Pro-Palestinians stage protest over Balfour declaration
Demonstrators burned a copy of the declaration which announced British support for a homeland ‘for the Jewish people’
Pro-Palestinian protesters burnt a copy of the Balfour declaration yesterday evening (02/11) – a document which announced British support for a homeland “for the Jewish people”.
The protest, which took place outside Trinity College, was organised by Cambridge for Palestine.
Demonstrators condemned Lord Balfour, the former British Prime Minister and Trinity alumnus, who signed the declaration on 2 November 1917.
One protester told Trinity to “taste the fire you inflict upon the Palestinian people” as the declaration burned. “Cambridge is the belly of the beast” and “is complicit in the genocide in Palestine,” protesters said.
They called on Cambridge to divest from Israeli weapons manufacturing, and said they “will not forgive and forget for this imperialist university”.
The Balfour declaration announced the support of the British government for the establishment of a “national home for the Jewish people” in Palestine, which was then an Ottoman region with a minority Jewish population.
It was signed 107 years ago yesterday (02/11), prompting what protesters called “107 years of genocide”.

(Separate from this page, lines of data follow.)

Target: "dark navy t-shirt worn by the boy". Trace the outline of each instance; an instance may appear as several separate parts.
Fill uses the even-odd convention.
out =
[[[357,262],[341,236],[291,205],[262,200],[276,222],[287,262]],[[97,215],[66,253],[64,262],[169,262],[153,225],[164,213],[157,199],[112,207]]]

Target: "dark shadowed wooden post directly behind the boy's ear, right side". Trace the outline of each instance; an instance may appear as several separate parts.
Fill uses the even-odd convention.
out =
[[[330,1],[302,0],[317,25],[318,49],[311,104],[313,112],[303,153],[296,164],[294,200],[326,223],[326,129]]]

Last night's protest was not the first in Cambridge to target Lord Balfour. In March, a pro-Palestinian activist slashed a painting of the former Prime Minister held at Trinity College. Palestine Action, who organised the protest in March, said Lord Balfour “gave away the Palestinians’ homeland – a land that wasn’t his to give away”.
Yesterday evening protesters celebrated the “brave activist” involved in slashing the artwork, who “painted his portrait with the blood that remains on his hands today”.
Yesterday, pro-Palestinian activist students also sprayed the University Institute for Manufacturing with red paint, over their links to companies with ties to Israel.
Palestine Action, the group responsible, targeted the front of the building, after stating that the Institute was a “centre of complicity”. They said Cambridge had painted “blood on the institution’s walls for blood on the institution’s hands”.